There must be something magical about dictation because it was one of the most frequent activities we did in Czech lessons during my formal education, and it still holds true nowadays. The thing is that my mother tongue is a very complicated language and it takes Czech kids ages to learn the rules of its written form. The only advantage is that unlike English, Czech is written as it is heard (with some exceptions, such as words with final voiced consonants, which are sometimes uttered voicelessly). Czech pupils start writing short dictations as soon as they start using a pen – around the age of 6-7 – and judging by the unflagging popularity of this classroom activity, it must be regarded one of the best ways of learning the language.

I’m not sure whether I use dictation for the same reasons why primary teachers over here use it to teach Czech, but I’m convinced that there is a place for dictation in an L2 classroom and that incorporating it into classes is beneficial in terms of language acquisition.

As my primary goal is to teach my students to communicate in English, I find it important to turn dictation into a communicative activity. Can I achieve this? What is a communicative activity at all? This is a question I already considered here and here. Anyway, I mainly use dictation to recycle written texts or audio recordings. My favourite activity is Write the last word you heard. This basically means that I play a recording my students are already familiar with, and at some point I stop the audio – usually where there is a full stop or after longer chunks of language. As the title of the activity implies, students write the last word they heard.

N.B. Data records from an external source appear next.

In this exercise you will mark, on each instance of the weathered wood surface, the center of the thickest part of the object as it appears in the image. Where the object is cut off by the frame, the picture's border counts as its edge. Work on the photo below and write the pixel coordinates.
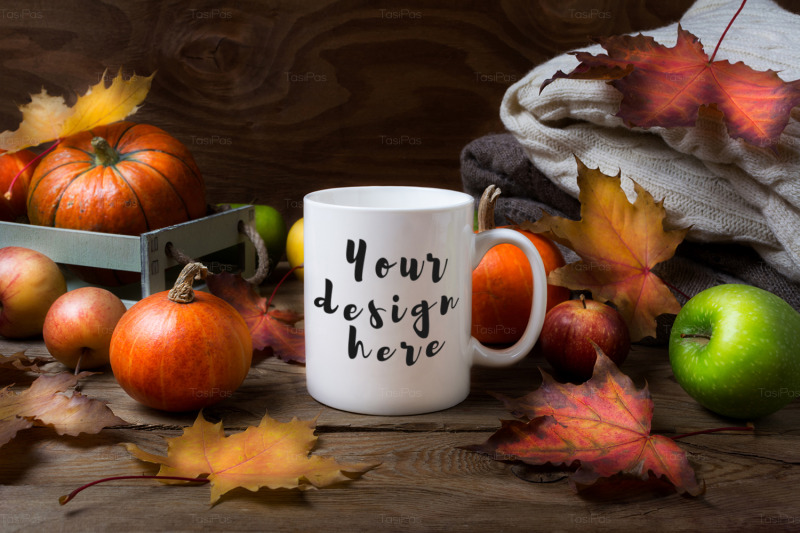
(276, 98)
(425, 482)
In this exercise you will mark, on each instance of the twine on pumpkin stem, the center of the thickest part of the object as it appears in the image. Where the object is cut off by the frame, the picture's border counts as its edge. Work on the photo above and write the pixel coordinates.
(182, 291)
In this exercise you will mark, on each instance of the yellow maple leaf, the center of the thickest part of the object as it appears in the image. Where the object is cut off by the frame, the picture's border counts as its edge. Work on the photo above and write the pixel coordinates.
(273, 455)
(619, 243)
(47, 118)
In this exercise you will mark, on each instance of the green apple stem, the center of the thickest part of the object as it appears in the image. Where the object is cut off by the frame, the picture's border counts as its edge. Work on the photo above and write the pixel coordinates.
(33, 161)
(748, 427)
(67, 497)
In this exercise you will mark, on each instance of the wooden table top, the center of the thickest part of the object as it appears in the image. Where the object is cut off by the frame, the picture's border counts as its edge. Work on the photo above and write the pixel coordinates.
(425, 481)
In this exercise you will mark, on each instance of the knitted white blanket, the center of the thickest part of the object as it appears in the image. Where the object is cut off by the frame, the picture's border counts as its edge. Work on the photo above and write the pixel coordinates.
(726, 190)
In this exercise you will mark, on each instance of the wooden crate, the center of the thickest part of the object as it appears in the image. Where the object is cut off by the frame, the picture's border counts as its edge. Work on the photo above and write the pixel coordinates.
(145, 253)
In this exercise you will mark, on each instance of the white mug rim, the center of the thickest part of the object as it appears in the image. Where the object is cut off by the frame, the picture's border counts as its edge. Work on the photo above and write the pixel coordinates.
(324, 198)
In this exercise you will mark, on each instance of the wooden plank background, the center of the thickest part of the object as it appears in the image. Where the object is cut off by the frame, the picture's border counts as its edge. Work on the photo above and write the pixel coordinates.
(276, 98)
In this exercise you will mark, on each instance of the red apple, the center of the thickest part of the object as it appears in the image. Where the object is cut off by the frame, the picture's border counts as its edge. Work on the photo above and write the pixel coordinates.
(78, 326)
(568, 329)
(29, 283)
(10, 165)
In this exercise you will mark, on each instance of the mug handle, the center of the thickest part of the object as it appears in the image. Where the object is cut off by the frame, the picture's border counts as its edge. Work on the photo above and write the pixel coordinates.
(482, 242)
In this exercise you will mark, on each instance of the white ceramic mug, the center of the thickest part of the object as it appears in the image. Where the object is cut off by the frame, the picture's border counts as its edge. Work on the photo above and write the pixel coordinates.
(388, 298)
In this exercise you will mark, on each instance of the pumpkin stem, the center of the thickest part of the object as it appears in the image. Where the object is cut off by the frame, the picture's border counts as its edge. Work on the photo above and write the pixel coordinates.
(104, 153)
(182, 292)
(486, 208)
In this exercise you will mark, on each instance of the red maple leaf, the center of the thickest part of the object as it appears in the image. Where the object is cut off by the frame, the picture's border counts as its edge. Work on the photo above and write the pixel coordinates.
(602, 425)
(274, 329)
(669, 87)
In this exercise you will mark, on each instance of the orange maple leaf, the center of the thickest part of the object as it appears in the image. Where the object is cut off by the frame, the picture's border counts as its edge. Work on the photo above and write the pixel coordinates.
(669, 87)
(619, 243)
(45, 404)
(268, 328)
(603, 424)
(273, 455)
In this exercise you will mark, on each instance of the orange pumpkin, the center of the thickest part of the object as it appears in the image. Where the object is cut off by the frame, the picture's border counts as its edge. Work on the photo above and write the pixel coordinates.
(122, 178)
(179, 350)
(10, 165)
(502, 285)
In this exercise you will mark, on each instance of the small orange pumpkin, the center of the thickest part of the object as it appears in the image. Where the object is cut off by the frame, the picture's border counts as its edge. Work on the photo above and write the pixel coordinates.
(122, 178)
(502, 285)
(14, 207)
(178, 350)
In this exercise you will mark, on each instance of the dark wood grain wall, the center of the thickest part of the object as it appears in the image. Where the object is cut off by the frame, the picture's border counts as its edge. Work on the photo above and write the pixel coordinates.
(277, 98)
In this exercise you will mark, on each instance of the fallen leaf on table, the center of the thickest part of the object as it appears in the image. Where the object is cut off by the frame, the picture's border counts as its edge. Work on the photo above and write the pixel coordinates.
(273, 455)
(21, 362)
(45, 403)
(274, 329)
(47, 118)
(669, 87)
(603, 425)
(619, 243)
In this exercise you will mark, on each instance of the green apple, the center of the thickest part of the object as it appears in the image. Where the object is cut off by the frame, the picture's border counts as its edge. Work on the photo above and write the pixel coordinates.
(272, 228)
(734, 349)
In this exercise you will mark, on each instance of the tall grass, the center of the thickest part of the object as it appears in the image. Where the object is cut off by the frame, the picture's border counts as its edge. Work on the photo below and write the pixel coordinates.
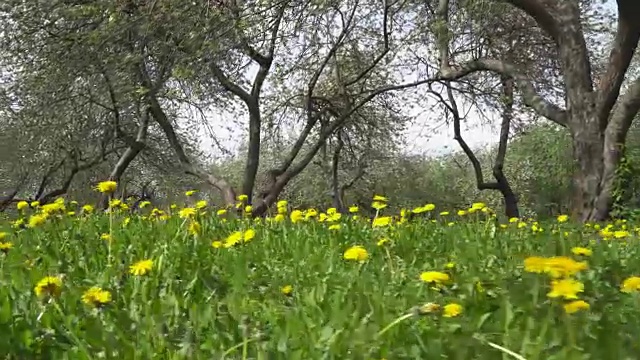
(201, 302)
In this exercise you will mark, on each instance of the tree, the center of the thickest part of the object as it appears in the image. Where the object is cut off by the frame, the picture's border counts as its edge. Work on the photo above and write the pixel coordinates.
(595, 114)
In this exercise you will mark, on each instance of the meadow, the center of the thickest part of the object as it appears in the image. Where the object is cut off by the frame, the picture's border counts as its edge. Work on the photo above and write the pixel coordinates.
(195, 282)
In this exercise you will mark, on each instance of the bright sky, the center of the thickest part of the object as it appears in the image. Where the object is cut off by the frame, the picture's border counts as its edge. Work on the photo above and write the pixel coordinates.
(422, 137)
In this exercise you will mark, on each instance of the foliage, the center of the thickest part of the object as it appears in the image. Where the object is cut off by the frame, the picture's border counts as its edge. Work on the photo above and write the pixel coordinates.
(166, 287)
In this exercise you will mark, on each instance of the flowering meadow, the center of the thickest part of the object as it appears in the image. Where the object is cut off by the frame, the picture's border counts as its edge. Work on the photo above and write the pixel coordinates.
(195, 282)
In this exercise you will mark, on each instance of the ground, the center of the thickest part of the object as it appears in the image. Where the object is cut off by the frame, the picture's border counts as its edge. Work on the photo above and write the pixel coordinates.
(194, 282)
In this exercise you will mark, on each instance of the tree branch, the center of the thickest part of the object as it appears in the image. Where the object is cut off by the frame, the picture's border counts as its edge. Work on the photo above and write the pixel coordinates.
(622, 50)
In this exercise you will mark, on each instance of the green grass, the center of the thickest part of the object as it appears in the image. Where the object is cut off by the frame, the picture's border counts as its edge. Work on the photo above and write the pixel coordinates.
(199, 302)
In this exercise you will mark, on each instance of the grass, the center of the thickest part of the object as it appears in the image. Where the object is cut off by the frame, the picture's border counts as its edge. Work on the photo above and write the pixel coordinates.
(201, 302)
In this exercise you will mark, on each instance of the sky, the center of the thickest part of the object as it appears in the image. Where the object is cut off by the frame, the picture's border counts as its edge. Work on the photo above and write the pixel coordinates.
(421, 136)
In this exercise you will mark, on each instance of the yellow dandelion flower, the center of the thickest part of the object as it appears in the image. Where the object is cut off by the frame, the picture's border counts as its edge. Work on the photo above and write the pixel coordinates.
(286, 290)
(478, 206)
(5, 247)
(378, 205)
(194, 228)
(356, 253)
(141, 267)
(452, 310)
(249, 235)
(434, 277)
(566, 288)
(37, 220)
(233, 239)
(49, 286)
(380, 198)
(22, 205)
(630, 284)
(96, 297)
(576, 306)
(187, 213)
(107, 187)
(296, 215)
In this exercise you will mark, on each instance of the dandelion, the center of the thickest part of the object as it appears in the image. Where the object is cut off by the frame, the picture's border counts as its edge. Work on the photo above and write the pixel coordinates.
(49, 286)
(5, 247)
(380, 198)
(378, 205)
(194, 228)
(233, 239)
(296, 215)
(249, 235)
(356, 253)
(630, 284)
(452, 310)
(141, 267)
(478, 206)
(434, 277)
(566, 288)
(37, 220)
(187, 213)
(96, 297)
(286, 290)
(580, 251)
(22, 205)
(201, 204)
(576, 306)
(107, 187)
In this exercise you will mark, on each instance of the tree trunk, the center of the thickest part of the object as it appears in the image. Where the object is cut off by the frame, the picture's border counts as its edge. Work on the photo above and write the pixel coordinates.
(598, 155)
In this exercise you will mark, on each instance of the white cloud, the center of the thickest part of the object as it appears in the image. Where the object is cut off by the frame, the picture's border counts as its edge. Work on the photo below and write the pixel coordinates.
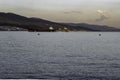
(103, 15)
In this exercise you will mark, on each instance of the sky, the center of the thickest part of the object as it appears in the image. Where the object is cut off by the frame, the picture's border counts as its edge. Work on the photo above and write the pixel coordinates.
(101, 12)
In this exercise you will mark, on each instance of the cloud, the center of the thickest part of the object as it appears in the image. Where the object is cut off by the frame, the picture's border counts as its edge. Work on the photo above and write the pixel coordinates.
(103, 15)
(73, 12)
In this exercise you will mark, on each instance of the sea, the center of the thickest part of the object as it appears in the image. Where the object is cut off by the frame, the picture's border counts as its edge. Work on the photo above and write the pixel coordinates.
(60, 55)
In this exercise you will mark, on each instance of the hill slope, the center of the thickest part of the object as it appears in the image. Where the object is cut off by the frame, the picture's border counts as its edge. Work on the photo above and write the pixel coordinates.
(37, 24)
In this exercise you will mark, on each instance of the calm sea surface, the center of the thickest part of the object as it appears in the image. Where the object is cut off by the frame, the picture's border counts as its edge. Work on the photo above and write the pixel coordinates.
(60, 55)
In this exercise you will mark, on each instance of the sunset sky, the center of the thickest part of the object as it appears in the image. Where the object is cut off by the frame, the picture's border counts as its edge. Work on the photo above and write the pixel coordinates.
(103, 12)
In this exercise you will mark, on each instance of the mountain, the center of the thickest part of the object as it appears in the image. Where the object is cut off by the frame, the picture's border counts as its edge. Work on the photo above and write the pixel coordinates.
(31, 24)
(90, 27)
(11, 21)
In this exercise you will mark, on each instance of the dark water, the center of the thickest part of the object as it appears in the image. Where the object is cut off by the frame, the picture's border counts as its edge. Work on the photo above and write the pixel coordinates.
(60, 55)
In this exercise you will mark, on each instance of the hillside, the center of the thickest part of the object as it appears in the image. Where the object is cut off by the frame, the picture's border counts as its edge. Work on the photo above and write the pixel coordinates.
(14, 22)
(31, 24)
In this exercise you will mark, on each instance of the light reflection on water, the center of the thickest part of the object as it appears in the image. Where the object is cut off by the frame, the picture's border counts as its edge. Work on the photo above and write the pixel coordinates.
(60, 55)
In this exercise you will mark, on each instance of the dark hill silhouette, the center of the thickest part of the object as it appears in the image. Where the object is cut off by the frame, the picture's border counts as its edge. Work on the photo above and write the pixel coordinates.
(37, 24)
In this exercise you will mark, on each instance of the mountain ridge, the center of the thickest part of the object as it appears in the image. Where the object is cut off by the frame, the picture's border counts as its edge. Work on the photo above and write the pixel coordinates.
(38, 24)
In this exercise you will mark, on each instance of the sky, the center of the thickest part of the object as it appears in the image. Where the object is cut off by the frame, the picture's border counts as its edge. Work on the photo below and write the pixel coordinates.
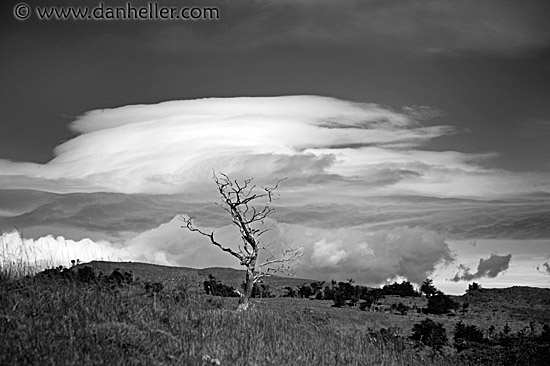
(412, 136)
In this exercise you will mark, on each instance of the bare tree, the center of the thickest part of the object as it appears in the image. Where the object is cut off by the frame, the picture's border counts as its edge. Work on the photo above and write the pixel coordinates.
(249, 207)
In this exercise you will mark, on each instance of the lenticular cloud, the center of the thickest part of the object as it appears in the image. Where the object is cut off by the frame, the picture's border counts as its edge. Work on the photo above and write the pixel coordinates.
(172, 146)
(331, 144)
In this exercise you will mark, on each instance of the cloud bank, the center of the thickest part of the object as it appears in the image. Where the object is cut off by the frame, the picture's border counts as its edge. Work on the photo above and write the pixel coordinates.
(370, 258)
(545, 268)
(490, 267)
(325, 146)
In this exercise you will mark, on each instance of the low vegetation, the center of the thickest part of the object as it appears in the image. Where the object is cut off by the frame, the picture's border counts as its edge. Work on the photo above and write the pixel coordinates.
(84, 316)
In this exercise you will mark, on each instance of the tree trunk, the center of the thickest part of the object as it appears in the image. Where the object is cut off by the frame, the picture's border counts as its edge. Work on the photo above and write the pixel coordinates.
(244, 300)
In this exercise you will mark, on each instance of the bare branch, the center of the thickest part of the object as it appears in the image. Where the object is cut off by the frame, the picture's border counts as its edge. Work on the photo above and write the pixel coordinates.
(189, 225)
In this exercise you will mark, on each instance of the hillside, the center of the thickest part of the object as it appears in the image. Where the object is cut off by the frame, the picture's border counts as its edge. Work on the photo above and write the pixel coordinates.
(229, 276)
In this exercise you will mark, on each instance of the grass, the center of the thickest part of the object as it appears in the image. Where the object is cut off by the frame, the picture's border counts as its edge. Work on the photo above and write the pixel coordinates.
(64, 321)
(47, 321)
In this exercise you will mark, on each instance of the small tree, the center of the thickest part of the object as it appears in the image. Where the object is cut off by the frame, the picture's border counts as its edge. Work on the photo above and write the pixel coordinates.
(240, 199)
(428, 288)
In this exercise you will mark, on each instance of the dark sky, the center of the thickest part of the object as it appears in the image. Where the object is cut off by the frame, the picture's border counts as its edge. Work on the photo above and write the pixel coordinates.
(484, 64)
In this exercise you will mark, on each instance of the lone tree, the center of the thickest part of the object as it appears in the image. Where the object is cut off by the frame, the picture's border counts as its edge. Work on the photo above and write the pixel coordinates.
(249, 206)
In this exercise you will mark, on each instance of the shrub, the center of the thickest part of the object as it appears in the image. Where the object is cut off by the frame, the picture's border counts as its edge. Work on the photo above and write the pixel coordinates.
(430, 333)
(467, 336)
(441, 304)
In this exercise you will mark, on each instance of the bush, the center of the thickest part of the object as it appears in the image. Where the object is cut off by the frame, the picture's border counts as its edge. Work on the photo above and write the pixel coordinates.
(441, 304)
(430, 333)
(216, 288)
(467, 336)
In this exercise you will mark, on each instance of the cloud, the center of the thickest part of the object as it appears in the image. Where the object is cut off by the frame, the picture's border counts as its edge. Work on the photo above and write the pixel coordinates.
(368, 257)
(502, 27)
(545, 268)
(490, 267)
(48, 251)
(323, 145)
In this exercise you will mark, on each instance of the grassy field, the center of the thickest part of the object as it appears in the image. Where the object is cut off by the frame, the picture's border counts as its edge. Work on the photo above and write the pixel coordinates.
(63, 321)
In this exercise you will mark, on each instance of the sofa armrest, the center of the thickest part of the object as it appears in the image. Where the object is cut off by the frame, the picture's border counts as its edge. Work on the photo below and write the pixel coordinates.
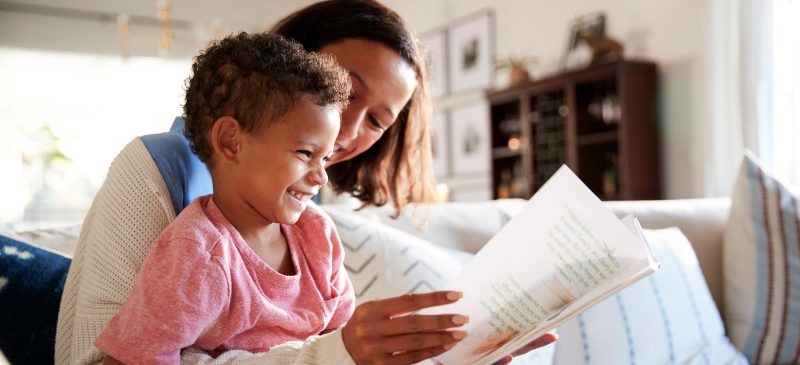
(702, 221)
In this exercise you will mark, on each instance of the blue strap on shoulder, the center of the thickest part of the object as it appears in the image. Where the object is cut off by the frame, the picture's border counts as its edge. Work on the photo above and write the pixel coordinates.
(185, 175)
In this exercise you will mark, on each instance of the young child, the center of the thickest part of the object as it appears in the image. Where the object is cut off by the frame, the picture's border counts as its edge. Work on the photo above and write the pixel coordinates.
(252, 265)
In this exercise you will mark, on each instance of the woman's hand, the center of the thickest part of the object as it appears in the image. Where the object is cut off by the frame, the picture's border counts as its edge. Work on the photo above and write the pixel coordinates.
(542, 341)
(385, 331)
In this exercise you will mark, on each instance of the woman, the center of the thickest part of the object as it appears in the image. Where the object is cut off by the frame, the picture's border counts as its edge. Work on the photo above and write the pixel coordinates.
(382, 155)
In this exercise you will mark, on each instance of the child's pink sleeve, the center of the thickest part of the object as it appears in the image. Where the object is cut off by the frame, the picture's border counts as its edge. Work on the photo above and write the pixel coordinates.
(340, 284)
(180, 291)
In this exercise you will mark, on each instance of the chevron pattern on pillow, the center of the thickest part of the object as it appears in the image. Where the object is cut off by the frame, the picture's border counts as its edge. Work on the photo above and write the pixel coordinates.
(384, 262)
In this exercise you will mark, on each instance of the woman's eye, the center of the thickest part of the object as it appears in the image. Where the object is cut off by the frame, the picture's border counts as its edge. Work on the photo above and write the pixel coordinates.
(375, 123)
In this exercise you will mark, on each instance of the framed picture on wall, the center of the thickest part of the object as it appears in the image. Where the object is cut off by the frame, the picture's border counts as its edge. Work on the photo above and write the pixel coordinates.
(470, 147)
(470, 43)
(440, 145)
(435, 43)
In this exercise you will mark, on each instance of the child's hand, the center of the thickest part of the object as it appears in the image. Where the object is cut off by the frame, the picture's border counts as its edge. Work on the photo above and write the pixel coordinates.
(383, 331)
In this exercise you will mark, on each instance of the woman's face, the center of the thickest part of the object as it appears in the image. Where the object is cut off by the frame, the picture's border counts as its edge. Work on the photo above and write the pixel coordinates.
(382, 85)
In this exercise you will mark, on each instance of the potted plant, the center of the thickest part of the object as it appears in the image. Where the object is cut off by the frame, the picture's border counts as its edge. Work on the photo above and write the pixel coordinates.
(517, 66)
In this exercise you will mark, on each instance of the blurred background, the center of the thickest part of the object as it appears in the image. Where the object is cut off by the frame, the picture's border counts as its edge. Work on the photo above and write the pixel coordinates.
(79, 79)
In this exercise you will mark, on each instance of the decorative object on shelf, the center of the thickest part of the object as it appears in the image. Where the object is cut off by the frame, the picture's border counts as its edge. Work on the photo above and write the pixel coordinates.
(470, 43)
(164, 16)
(435, 43)
(470, 148)
(587, 38)
(440, 145)
(517, 67)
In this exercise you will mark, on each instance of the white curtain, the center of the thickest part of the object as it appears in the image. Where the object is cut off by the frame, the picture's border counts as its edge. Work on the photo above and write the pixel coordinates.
(782, 130)
(770, 91)
(755, 89)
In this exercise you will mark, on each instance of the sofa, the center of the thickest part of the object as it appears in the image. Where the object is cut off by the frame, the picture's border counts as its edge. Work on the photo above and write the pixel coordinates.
(444, 236)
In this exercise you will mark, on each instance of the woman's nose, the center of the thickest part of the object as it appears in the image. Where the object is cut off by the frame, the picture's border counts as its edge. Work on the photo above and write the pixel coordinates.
(351, 122)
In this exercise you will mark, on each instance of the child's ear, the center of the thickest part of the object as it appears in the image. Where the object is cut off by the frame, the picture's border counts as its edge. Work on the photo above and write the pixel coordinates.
(226, 137)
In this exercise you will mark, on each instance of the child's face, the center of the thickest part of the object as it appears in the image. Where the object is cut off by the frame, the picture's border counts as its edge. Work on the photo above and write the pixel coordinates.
(283, 165)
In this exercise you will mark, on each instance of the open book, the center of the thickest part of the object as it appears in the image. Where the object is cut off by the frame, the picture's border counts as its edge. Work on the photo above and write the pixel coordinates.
(561, 254)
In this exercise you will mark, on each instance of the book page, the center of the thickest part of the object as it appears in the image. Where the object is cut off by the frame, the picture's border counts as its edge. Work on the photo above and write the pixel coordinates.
(559, 254)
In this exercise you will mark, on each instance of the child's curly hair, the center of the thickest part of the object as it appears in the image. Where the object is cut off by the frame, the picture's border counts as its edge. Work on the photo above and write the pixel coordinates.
(256, 78)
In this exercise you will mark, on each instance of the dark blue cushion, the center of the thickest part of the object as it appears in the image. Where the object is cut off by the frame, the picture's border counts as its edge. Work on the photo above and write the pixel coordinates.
(185, 175)
(31, 283)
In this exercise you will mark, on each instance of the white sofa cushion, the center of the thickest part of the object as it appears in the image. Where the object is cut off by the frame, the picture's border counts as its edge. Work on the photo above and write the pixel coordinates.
(463, 226)
(668, 317)
(761, 267)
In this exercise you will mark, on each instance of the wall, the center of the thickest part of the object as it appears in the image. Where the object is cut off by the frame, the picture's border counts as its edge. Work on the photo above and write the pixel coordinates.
(675, 34)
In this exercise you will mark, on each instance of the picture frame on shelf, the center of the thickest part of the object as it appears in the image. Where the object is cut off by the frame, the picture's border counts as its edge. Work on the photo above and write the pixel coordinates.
(470, 52)
(470, 144)
(440, 145)
(435, 43)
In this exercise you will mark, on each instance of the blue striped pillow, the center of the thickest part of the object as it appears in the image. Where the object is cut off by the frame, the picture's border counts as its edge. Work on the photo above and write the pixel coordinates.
(761, 267)
(667, 318)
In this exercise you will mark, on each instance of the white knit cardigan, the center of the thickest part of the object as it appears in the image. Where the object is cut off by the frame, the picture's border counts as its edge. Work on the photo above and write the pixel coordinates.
(132, 207)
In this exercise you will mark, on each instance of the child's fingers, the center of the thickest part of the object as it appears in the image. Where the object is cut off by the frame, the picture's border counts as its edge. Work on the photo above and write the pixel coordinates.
(413, 357)
(412, 302)
(420, 341)
(416, 323)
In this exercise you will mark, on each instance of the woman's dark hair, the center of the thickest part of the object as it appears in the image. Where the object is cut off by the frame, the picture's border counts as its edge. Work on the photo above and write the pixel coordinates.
(256, 78)
(398, 167)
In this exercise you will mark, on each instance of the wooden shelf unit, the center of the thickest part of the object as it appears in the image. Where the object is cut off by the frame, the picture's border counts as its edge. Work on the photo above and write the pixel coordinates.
(601, 121)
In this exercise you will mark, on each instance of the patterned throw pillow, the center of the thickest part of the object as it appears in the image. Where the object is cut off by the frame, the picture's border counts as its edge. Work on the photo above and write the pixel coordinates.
(384, 262)
(761, 267)
(668, 317)
(31, 282)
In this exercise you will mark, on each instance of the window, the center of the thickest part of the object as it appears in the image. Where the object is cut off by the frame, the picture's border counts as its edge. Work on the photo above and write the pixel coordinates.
(64, 116)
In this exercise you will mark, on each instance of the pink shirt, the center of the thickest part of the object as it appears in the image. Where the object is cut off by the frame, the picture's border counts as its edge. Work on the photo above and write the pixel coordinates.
(201, 285)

I believe that this procedure turns the dictation into a meaningful listening task; students are exposed to whole chunks/sentences, and they need to pay attention to the context, otherwise they won’t be able to pinpoint the last word. What’s more, while listening, they are forced to ‘replay’ bits and pieces of the text in the heads and they make quick, little choices before they finally zoom in on the word they are looking for. If possible, I deliberately select words that need to be practised – either because they were encountered in the previous lesson for the first time or because of their tricky spelling.

My students like this type of activity because it’s not too challenging – they don’t have to write long stretches of text, which is something they’re used to doing in Czech lessons. Nevertheless, you can obviously ask them to write more than just the last word. You can either ask them to write the first word, which will encourage them to hold each chunk in their memory for a while, or they can write as much as they manage within the time limit between the pauses. Alternatively, to give your learners more freedom, you can allow them to choose words they want to jot down. Later on, you can elaborate on this activity; your students can reconstruct the whole recording/text by completing the bits they’ve recorded. This resembles dictogloss – a classroom activity where learners are required to reconstruct a short text by listening and noting down the key words.

I believe that dictation plays a specific role in an L2 classroom, but it shouldn’t be overused – students need to be exposed to other forms of language practice after all. First of all, the teacher needs to get it clear why s/he wants to use it – is it to practise spelling, vocabulary, listening or something else? Is there a better, a more effective and a more communicative way of practising these language areas/skills or is dictation the right option? These are the decisions that must be made during the planning stage.